Professionalism: Practically any owner can serve on an HOA board with a winning number of votes. No experience is necessary. But the new law forces volunteers to get educated and attend certification courses. Classes help directors become familiar with laws that govern community elections, director meetings, competitive bid processes and more.

Serving on an HOA board should be encouraged, and congratulated. But there are good reasons to keep a tight leash on those who accept this duty.

Consider that in 2007, a Hallandale Beach condo community lost $3 million in a vendor kick-back scheme, pulled off by the association president and three cohorts. Last month, a condo president was caught using more than $148,000 in community cash to gamble at the Seminole Hard Rock Hotel & Casino in Hollywood. And earlier this year, an HOA president near Orlando resigned after it came to light he faced charges of fraud, grand larceny and theft. He left before he would have been forced out by HOA reforms that took effect this month.

Still, the new regulations are meeting some resistance. Critics fear they will lead to other changes, including an annual $4-per-year fee like that paid by condo owners to fund regulation and the office of an ombudsman. Frankly, paying a few dollars a year for such protection is a bargain. However, legislators should refrain from raiding condo state funds to cover budget gaps, as has happened in recent years.
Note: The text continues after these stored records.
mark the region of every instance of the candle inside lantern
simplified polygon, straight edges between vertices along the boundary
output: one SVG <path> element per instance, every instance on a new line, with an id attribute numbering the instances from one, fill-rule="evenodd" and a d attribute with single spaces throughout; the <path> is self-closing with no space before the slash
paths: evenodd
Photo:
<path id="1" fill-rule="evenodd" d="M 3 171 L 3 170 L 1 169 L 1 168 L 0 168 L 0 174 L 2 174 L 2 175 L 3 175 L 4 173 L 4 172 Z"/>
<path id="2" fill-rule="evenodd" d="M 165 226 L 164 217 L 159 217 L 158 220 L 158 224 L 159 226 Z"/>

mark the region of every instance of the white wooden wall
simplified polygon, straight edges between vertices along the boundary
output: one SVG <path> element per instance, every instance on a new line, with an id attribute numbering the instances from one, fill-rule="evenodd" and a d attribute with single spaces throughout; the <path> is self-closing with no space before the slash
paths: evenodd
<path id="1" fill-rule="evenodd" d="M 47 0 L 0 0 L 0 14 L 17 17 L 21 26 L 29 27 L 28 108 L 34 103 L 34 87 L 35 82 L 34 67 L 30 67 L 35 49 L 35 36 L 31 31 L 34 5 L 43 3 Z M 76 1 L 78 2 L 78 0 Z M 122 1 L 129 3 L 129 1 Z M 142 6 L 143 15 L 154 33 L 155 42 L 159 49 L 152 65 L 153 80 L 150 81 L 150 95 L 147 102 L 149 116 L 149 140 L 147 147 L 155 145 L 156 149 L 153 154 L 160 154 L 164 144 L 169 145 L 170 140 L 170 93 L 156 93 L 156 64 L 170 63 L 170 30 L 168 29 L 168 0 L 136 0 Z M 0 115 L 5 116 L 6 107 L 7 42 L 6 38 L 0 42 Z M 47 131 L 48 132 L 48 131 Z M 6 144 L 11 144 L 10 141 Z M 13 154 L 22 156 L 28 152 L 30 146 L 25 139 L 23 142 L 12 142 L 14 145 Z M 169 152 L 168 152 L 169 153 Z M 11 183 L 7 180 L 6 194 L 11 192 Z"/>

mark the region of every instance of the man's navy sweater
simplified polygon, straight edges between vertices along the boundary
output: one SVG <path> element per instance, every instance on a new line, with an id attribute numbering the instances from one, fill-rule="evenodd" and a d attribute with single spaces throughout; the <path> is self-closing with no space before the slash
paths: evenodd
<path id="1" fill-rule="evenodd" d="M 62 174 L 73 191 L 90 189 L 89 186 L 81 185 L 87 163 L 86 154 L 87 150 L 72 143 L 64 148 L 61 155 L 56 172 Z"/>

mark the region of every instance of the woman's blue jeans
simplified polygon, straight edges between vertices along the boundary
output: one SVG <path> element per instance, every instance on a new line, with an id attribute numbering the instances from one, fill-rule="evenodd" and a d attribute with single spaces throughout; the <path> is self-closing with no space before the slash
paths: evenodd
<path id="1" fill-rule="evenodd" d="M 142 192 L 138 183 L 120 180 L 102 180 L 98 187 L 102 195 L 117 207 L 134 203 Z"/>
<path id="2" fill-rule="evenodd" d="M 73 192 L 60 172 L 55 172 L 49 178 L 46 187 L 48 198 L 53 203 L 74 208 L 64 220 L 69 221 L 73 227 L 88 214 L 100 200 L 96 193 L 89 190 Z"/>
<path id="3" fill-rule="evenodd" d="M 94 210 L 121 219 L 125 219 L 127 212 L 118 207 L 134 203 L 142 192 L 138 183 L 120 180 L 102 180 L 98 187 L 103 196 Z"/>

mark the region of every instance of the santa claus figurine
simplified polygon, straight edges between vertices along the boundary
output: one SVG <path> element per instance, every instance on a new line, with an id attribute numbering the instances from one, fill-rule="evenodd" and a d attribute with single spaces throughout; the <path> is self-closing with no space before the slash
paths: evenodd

The truth is there is room for further reform in HOA law. The state's Community Association Living Study Council, created by lawmakers five years ago, recommends limiting a board's ability to borrow funds or set up a line of credit without approval of members. The group also suggests expanding the jurisdiction of small claims courts to cover HOA disputes, sparing costly lawsuits. Others call for allowing unpaid fines to turn into liens for homeowners, as state law allows for condo owners. All are worthy of consideration.

Florida's HOA boards have long operated outside sensible regulation to the detriment of owners,

Now homeowners in shared communities have more protections, and more reasons to keep investing.